Our modern sensibilities are often repulsed by the absence of God and seasons of loss and struggle. But, the writers of scripture seemed to be much more familiar with seasons of pain. The Psalms are full of examples of lament and downtrodden moments. Psalm 88 reads like a personal diary entry from a patient with clinical depression:
I am overwhelmed with troubles
and my life draws near to death
…I am confined and I cannot escape
My eyes are dim with grief
Last week I discussed that there is often a pattern to our spiritual growth. That there is fast, rapid growth followed by slower sustained growth and even a time of dryness or dormancy where no growth is happening. I expressed that it would be helpful to think of our spiritual lives like a tree that has to go through all of the seasons in order to thrive and bloom and flourish. But do we really have to go through a winter season in our spiritual lives? How can we receive a benefit from a season of no growth?
Personally, I have experienced a time recently where nothing seemed to go right, where loss was at every turn and my prayers seemed ignored and discarded like trash. Last May, I wrote these words, “I don’t understand what he(God) is doing and most importantly the way he is doing it and the timing of his work seems to be more twisted and cruel than fulfilling. I know I am not being objective but to have good things snatched from me over and over has left me jaded, timid, and less of a risk taker. “
The thing is, this time of darkness, like winter, is a necessity.

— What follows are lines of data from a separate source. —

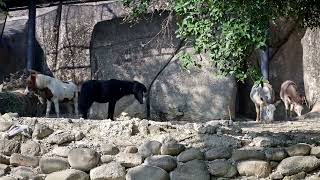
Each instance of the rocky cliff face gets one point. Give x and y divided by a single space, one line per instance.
311 64
90 41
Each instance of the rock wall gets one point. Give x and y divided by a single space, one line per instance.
311 55
286 63
72 54
135 51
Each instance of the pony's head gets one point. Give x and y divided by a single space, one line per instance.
138 90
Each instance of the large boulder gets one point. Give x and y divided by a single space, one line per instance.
69 174
222 168
145 172
83 159
23 160
190 154
112 171
165 162
295 164
275 154
310 46
149 148
128 159
298 150
23 172
8 147
192 170
220 152
52 164
243 154
30 148
255 168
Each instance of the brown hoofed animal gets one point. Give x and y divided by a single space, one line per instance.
262 96
54 90
292 100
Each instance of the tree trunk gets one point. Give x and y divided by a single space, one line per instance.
311 67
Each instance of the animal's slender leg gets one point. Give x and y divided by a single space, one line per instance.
111 109
75 102
286 105
56 107
48 108
260 112
257 112
291 110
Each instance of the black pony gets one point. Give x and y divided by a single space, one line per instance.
108 91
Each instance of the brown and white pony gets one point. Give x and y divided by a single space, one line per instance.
54 91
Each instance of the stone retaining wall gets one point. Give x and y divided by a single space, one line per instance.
136 149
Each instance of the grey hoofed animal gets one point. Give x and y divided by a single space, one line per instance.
291 98
261 96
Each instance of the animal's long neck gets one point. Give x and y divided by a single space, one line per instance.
127 88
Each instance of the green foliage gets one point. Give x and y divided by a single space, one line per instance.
230 30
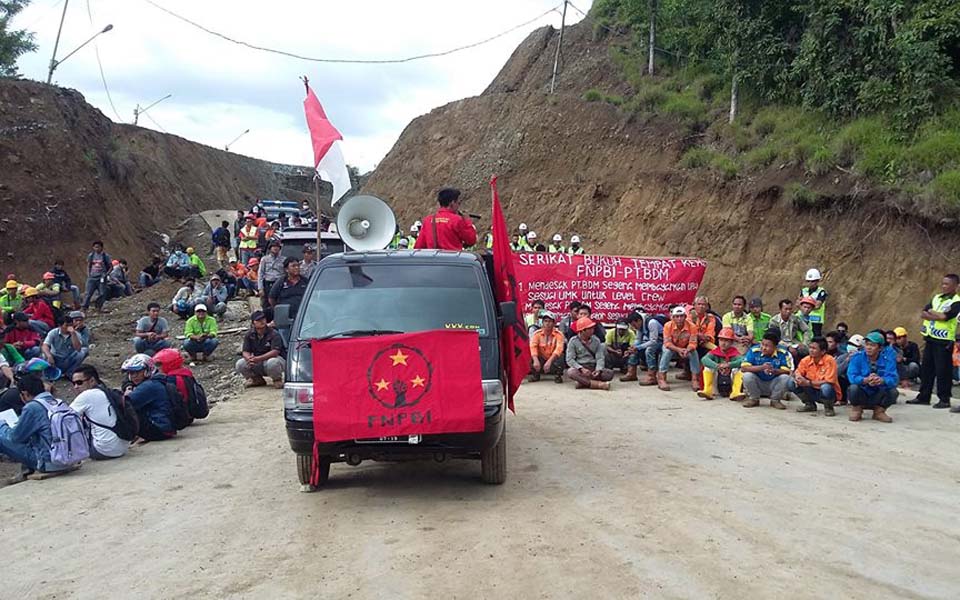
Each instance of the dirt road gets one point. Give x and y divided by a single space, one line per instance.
628 494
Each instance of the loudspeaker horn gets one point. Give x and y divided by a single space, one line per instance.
366 223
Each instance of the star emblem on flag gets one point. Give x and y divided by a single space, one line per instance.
399 376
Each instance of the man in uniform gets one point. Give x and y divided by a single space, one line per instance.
939 330
447 229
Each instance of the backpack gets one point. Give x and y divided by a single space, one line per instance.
178 405
128 423
69 441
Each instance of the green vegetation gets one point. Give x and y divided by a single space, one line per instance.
13 43
868 87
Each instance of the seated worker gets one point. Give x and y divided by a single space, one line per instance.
93 404
145 390
816 380
20 336
63 348
153 332
873 380
201 334
585 358
741 322
39 312
766 370
197 268
679 341
263 354
619 344
29 441
909 367
178 265
546 349
215 295
721 366
183 302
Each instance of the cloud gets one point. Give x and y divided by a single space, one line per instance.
220 89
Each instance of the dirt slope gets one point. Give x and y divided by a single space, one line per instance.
69 175
568 166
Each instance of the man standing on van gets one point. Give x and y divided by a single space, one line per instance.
447 229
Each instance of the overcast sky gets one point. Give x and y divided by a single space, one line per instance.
220 89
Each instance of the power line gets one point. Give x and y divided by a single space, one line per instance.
348 60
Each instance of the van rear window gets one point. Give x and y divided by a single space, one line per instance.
395 297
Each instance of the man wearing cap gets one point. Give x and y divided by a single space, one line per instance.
939 331
270 271
63 348
909 367
873 380
546 349
679 341
214 295
586 358
447 229
201 333
818 295
152 333
556 246
263 354
766 371
721 367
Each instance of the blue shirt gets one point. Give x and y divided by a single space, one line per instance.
780 360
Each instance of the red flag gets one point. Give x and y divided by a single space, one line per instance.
389 385
514 343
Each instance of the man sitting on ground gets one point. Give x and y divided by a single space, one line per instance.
586 356
721 366
92 403
816 380
546 349
873 380
263 354
201 333
152 332
766 371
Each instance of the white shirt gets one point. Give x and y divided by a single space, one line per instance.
95 405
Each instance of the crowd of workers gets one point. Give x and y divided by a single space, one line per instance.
747 354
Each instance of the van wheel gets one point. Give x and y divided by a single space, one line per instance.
493 462
305 468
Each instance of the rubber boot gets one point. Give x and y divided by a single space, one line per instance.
662 381
707 393
736 394
649 378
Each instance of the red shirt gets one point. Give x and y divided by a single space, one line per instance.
454 231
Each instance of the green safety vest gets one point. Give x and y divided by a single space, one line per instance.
817 315
941 330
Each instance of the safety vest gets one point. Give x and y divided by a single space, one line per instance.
817 315
941 330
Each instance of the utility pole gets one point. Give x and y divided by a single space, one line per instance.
53 59
556 59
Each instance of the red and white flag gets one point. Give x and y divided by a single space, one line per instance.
327 156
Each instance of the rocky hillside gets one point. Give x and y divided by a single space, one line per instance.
68 175
570 166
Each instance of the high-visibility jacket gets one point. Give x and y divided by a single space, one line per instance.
941 330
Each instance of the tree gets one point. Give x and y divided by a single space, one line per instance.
13 43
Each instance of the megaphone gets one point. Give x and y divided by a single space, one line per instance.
366 223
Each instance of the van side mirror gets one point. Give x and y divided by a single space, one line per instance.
508 310
281 316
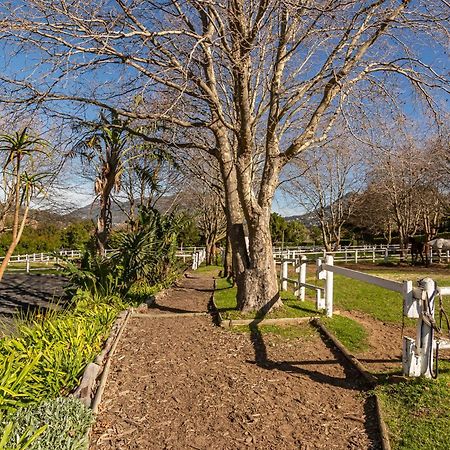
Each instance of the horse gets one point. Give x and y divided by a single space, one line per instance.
438 245
417 248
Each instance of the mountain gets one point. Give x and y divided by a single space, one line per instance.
307 219
163 204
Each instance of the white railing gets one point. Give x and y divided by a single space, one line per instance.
354 254
48 260
418 354
300 284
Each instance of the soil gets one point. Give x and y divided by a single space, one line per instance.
183 383
385 343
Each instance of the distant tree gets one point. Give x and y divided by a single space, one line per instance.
329 179
211 220
76 235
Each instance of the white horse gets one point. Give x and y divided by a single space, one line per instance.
438 245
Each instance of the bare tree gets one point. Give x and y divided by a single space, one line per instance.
331 177
256 82
211 220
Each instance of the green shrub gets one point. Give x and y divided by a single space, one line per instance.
57 424
47 357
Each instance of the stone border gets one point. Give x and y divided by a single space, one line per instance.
370 379
91 386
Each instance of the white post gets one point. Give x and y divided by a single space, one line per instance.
284 275
329 288
424 339
320 304
302 278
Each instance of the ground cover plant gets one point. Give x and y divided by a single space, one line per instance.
57 424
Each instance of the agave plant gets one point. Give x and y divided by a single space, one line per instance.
148 253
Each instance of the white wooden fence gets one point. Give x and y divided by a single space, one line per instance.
420 353
354 254
48 261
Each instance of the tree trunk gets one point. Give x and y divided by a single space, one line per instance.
209 252
227 260
104 221
258 286
14 243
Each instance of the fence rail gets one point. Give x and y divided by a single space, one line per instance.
49 260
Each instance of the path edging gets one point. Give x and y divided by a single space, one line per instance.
370 379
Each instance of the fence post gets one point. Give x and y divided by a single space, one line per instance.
284 275
302 277
329 260
424 340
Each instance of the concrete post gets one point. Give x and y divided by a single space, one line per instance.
302 278
424 339
284 275
329 260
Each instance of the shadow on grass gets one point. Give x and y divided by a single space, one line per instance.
350 381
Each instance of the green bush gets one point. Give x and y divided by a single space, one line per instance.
47 357
57 424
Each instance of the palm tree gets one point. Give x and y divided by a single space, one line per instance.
22 185
104 145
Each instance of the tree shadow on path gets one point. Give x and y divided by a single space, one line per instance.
351 381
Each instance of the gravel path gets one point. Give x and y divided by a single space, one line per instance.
182 383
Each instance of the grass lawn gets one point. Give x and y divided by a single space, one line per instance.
377 302
417 411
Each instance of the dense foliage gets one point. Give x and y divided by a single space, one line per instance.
59 424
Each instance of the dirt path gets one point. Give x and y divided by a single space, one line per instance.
182 383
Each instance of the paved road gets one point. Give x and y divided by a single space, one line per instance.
22 293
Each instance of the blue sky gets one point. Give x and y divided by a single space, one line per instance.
22 64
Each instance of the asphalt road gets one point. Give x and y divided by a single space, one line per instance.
26 293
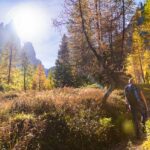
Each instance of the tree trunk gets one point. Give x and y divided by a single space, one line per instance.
10 65
108 92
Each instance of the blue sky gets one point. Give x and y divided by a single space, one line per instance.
47 46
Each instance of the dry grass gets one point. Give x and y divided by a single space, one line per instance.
61 119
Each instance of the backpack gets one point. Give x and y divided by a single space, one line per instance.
132 94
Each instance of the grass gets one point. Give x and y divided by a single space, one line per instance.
62 119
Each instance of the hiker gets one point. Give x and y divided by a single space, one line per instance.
137 104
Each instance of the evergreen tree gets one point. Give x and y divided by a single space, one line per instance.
63 75
39 79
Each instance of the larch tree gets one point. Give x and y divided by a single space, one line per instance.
100 23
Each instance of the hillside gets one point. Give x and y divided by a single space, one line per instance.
64 119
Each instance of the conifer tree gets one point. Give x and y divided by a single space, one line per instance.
39 79
63 75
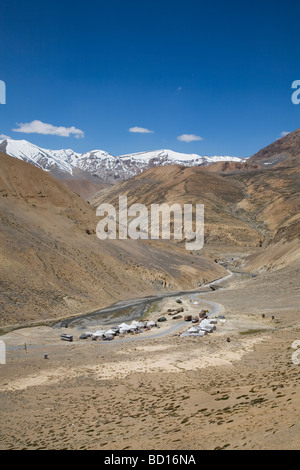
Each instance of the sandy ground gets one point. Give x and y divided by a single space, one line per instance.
158 390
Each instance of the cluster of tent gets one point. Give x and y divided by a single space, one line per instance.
205 326
123 328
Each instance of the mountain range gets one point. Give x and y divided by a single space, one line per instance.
53 265
67 164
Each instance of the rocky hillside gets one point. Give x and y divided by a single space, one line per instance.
52 263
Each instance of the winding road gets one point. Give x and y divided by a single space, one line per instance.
195 295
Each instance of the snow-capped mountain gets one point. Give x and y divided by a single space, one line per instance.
100 163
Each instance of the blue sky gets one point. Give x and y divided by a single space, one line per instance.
84 73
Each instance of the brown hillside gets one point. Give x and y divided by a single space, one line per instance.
282 152
175 184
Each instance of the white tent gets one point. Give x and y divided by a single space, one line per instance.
193 330
109 333
98 333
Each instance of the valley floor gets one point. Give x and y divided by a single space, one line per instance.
167 392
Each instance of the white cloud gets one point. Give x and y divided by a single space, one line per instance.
140 130
189 137
39 127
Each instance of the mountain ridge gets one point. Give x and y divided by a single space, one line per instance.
99 163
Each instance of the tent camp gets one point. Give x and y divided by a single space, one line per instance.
110 332
98 334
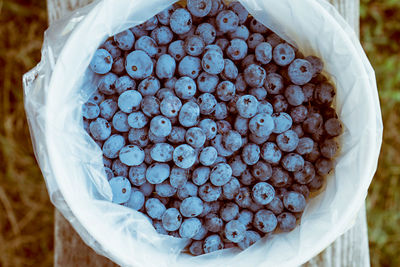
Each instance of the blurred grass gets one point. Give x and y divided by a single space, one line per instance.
26 214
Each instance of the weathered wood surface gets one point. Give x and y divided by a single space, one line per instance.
351 249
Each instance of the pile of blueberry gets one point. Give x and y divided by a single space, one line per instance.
212 125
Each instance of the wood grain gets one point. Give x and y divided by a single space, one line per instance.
351 249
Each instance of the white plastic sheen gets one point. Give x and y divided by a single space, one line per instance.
72 164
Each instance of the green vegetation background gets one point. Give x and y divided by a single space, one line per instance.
26 214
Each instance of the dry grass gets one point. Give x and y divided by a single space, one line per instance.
26 214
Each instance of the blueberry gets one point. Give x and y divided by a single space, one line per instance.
329 148
300 71
302 189
189 66
137 174
131 155
294 201
112 48
254 75
314 154
225 90
138 31
212 243
196 248
177 50
189 114
241 32
101 62
208 156
207 32
220 174
299 113
313 123
227 21
213 223
263 193
221 111
209 193
294 95
261 125
199 8
200 175
109 173
191 207
218 145
274 83
188 190
184 156
324 94
136 200
171 219
137 120
247 106
100 129
287 141
113 145
165 67
121 189
265 221
148 45
249 239
107 83
305 146
276 206
162 152
207 82
333 127
279 177
150 24
230 71
243 198
129 101
263 52
178 177
97 98
124 40
254 40
165 189
262 171
194 45
283 54
292 162
138 65
237 49
190 227
235 231
165 92
90 110
177 135
256 26
124 83
138 136
286 221
157 173
316 63
147 189
212 62
251 154
229 211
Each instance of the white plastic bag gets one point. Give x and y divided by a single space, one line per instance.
72 164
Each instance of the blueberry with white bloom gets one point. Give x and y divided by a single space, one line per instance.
121 189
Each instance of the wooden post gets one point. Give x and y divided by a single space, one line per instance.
351 249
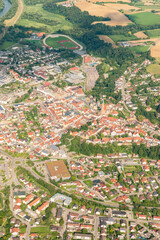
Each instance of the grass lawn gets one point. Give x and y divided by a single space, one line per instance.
89 183
35 17
119 38
145 18
154 69
153 33
140 49
6 45
40 230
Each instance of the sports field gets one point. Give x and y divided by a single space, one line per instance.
61 43
145 18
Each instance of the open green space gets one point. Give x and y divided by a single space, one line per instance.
154 69
1 200
23 229
40 230
153 33
35 16
1 5
6 45
89 183
38 43
140 49
54 42
145 18
118 38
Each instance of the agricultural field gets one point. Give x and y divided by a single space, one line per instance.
119 38
153 33
117 18
140 49
154 69
1 200
37 43
155 50
145 18
61 43
15 18
141 35
107 39
6 45
35 17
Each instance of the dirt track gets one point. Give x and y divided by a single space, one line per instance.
13 21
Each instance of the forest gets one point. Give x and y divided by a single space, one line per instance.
87 33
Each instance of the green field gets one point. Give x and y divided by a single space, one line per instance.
54 42
38 43
153 33
154 69
1 200
35 17
145 18
89 183
119 38
40 230
6 45
140 49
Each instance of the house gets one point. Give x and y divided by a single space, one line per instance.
119 214
28 199
59 214
34 202
42 207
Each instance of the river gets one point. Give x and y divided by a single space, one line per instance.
7 6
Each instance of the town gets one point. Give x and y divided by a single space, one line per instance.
72 167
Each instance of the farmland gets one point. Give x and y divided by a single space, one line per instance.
117 18
118 38
153 33
6 45
15 18
61 42
35 17
140 49
145 18
1 5
141 35
154 69
155 50
1 200
107 40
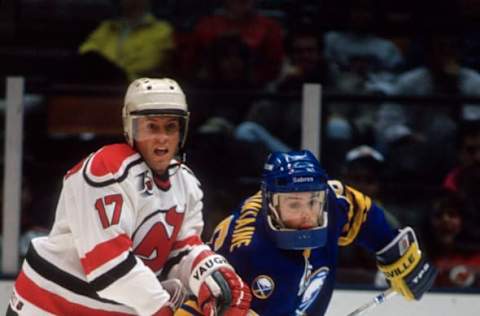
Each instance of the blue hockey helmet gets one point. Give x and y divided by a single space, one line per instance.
294 172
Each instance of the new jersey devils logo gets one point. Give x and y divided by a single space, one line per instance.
145 185
156 236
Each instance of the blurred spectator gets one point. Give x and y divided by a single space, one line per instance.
468 180
363 170
468 152
356 56
276 123
228 75
457 265
305 62
135 41
262 34
442 74
360 63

Trees need the deadness of winter in order to be ready for the blossoming of spring and the expanded growth of summer. Our spiritual lives need dormancy in order to grow one thing – faith.
When else are we going to grow our faith (confidence) in God. Not in seasons of great growth. As Mark Buchanan says, “As delightful, as fertile, as the summertime of the heart is, it is almost useless for growing faith. It may produce a bounty of joy, vast crops of thanksgiving. But not faith….”
This kind of faith is absolutely essential to our life with God. If we have not built up this kind of faith then any whim or mood or poor circumstance will throw us off course and tempt us to turn our back on God.
Winter is the best time for faith building because there may not be anything around us that points to the miraculous, the transcendent, or the divine. Yet, we go on praying, we keep reading our Bibles, we wait, we start to recognize that the character and presence of God is so great and transforming that we trust that he knows what he is doing, even as we languish in struggle and pain.
Somehow, during that time of loss and darkness last May, I held onto enough faith to write this, “My disappointment hasn’t turned to worship and joy and I am fighting off the words of Satan that wants me to turn my back on God and think all of the worst lies about myself. I want to see Jesus and the miracle of his resurrection for myself. Though I am frustrated, I believe that my desperation mixed with God’s desire to show up will result in something glorious.”
I realize now that I had discovered a strengthening of faith that I could have never received unless I had gone through the darkness and the pain. God was unseen and less than active, at least from my perspective, but I was trusting him anyway. That is faith and that can only happen in times of winter.
If you are going through your own time of dormancy you have my sympathies. Just wait, keep praying, believe the promises of God. Growth is coming and it will be even greater because you have built up your faith in the darkest times.